Chipotle invested as part of Zero Acre Farms’ Series A extension round in an undisclosed amount. A spokesperson for Zero Acre Farm told Green Queen that the investment is not an indicator that the chain will be using the company’s oil in stores anytime soon. “This news is only in regards to a financial investment in ZAF by Chipotle,” they said. “That said, Chipotle makes investments through its Cultivate Next fund in companies it thinks can help it achieve its mission to cultivate a better world.”
However, the move could signal the chain is warming up to food tech. Chipotle has eschewed plant-based meat products such as Beyond Meat and Impossible Foods in the past, opting instead for tofu in its Sofritas instead, and a limited-edition plant-based chorizo made “using all real, fresh ingredients grown on a farm, not in a lab.”
In 2019, Chipotle CEO Brian Niccol told Yahoo Finance that the company spoke with the brands and “unfortunately it wouldn’t fit in our ‘food with integrity’ principles because of the processing, as I understand it, that it takes to make a plant taste like a burger.
“If there’s a way for them to do this that would match our ‘food with integrity’ principles, I’m sure we would continue talking with them.”
Chipotle’s Cultivate Next did invest in fellow Colorado-based company Meati Foods — a clean label vegan meat made from mycelium.
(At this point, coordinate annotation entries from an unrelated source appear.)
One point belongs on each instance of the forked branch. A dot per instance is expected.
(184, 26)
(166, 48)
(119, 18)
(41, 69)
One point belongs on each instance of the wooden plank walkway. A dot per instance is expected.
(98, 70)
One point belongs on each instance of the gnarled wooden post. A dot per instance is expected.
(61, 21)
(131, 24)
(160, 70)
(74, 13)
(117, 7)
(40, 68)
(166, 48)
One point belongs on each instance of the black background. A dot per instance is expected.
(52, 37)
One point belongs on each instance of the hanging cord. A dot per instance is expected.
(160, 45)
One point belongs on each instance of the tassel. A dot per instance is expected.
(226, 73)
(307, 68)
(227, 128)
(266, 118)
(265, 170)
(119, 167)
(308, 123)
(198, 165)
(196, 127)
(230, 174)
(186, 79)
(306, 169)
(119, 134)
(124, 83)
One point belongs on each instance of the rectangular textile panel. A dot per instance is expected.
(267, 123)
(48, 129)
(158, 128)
“We are excited to support new ways to bring vegetables to the center of the plate though plant-based alternative protein options that mirror Chipotle’s Food With Integrity standards,” Curt Garner, Chief Technology Officer at Chipotle, said in a statement at the time. “Meati is producing responsibly grown plant-based protein that tastes delicious.”
The chain has yet to make any announcements about adding Meati to its menus, though. But a trial could be on the horizon as the startup has just started its retail rollout, landing in 380 Sprouts Markets earlier this month.